Key Highlights
- Bank of America upgraded Corning’s price target from $144 to $155 while reaffirming its Buy rating
- GLW shares rose more than 5% on March 23, finishing near $131–$133 after starting at $124.58
- The company granted US Conec a license for its PRIZM TMT optical ferrule technology aimed at AI infrastructure
- Corning introduced multicore fiber solutions and co-packaged optics at the OFC 2026 conference for hyperscale networks
- Latest quarterly earnings revealed 20% revenue growth to $4.22 billion and 72% EPS increase to $0.62
Shares of Corning (GLW) surged more than 5% during trading on March 23, 2026, propelled by an analyst upgrade from Bank of America and strategic product launches targeting AI-driven data center infrastructure.
BofA analyst Wamsi Mohan elevated the firm’s price objective for GLW from $144 to $155, maintaining a Buy recommendation. This adjustment signals increased optimism about Corning’s role in optical connectivity as capital expenditures for data centers accelerate.
The price target revision follows a pattern of upward adjustments. Citigroup previously set a target of $170, while BofA had already increased its projection from $120 to $144 in recent weeks. The consensus price target among Wall Street analysts currently hovers around $129.54, with projections ranging as high as $171.
GLW began the trading day around $124.58 and peaked at $135.26 during the session before settling in the $131–$133 territory. NYSE volume exceeded 13 million shares, significantly higher than normal activity.
During the OFC 2026 industry conference, Corning presented an array of innovative solutions tailored for dense AI networking environments. The portfolio featured next-generation multicore fiber, co-packaged optics platforms, and expanded-beam ferrule designs optimized for space-constrained data center architectures.
US Conec Secures PRIZM Technology License
Corning revealed a licensing agreement granting US Conec access to its PRIZM TMT optical ferrule innovation. This technology enables higher fiber connection density within confined spaces—a critical capability as data centers seek to maximize bandwidth within limited physical infrastructure.
The announcement complements Corning’s existing $6 billion supply agreement with Meta for optical cabling solutions. Hyperscale operators like Meta represent crucial demand sources as they expand infrastructure to accommodate generative AI computational requirements.

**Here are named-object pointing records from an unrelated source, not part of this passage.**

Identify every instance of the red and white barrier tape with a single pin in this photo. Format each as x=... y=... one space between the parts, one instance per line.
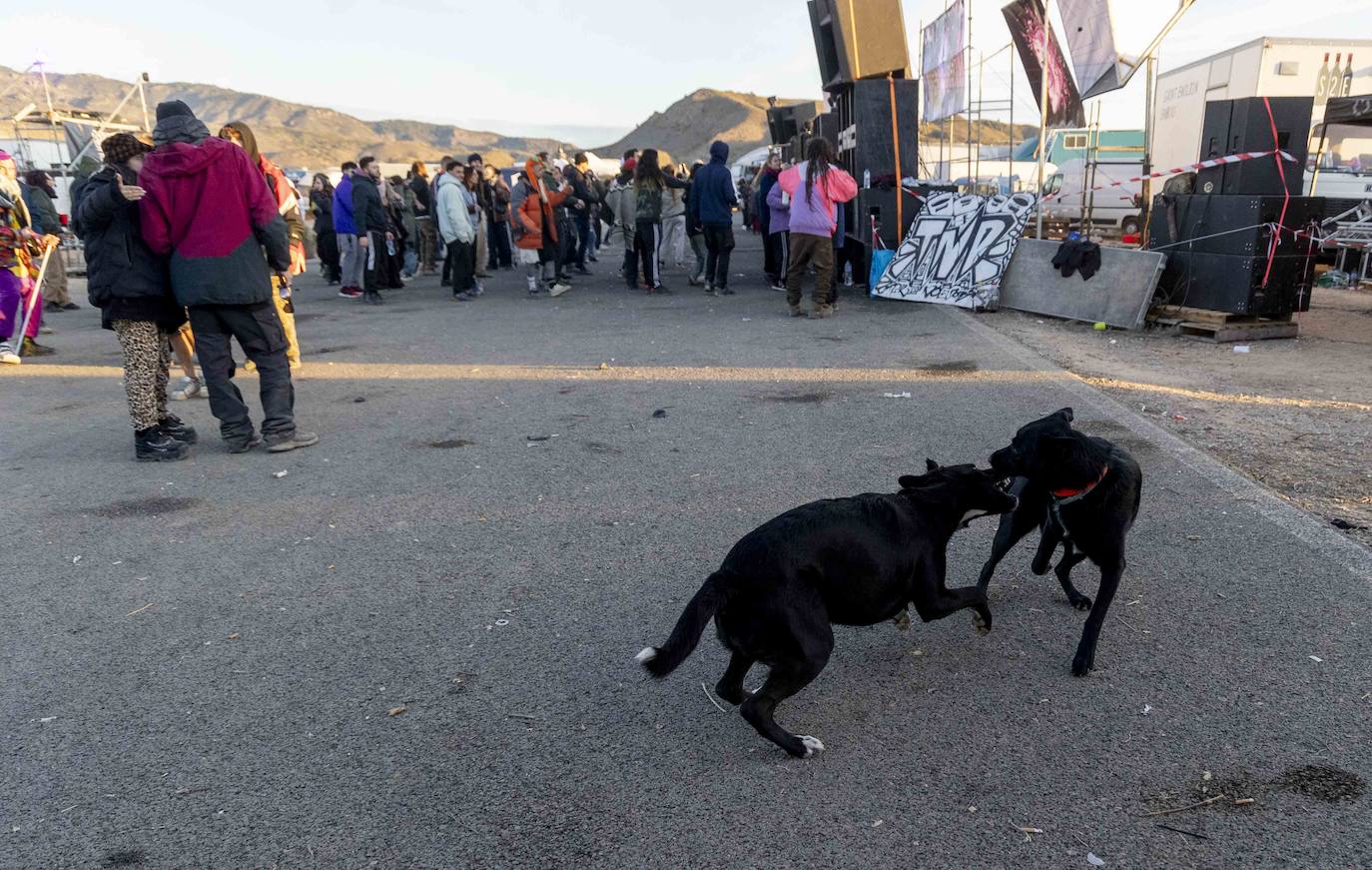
x=1218 y=161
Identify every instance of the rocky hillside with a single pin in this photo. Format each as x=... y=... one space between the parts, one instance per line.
x=686 y=128
x=291 y=133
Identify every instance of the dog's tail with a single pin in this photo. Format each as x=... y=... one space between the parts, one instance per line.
x=663 y=660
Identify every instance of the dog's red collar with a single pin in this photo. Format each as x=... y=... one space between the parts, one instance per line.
x=1069 y=495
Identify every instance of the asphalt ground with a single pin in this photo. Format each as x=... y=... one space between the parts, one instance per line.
x=201 y=657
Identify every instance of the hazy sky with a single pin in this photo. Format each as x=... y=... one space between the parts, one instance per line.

Corning’s latest quarterly performance supports the positive trajectory. Revenue increased 20% to reach $4.22 billion. Earnings per share jumped 72% to $0.62. Management provided guidance for $0.66–$0.70 EPS in the upcoming quarter and projected 15% core sales expansion.
The optical communications division now anchors the company’s growth narrative. This segment is anticipated to deliver 15–20% annual revenue growth, driven by AI-related capital investments throughout the technology sector.
Financial Metrics and Market Position
GLW has delivered a 45.4% return year to date. Trading at $131.85, the stock remains approximately 17.8% below its 52-week peak of $160.43 reached in February 2026. A $1,000 investment made five years ago would have grown to roughly $3,307 currently.
Annual revenue totals $15.63 billion. Net income stands at $1.60 billion. The company operates with gross margins near 36% and pretax profit margins of 11.3%.
Corning has allocated $1.7 billion for capital expenditures in 2026, focusing on capacity expansion for solar and AI-related production facilities.
Several headwinds warrant consideration. CEO Wendell Weeks divested 137,514 shares in February 2026. The stock trades at a price-to-earnings ratio of approximately 70. Additionally, NVIDIA’s copper interconnect development roadmap may introduce competitive pricing dynamics in the optical market.
Three days preceding this rally, GLW declined 3.9% as geopolitical tensions involving the US, Israel, and Iran elevated energy costs and pressured industrial sector equities more broadly.
The current closing price of $131.85 suggests the market is balancing robust fundamental performance against a premium valuation that offers limited margin for disappointment.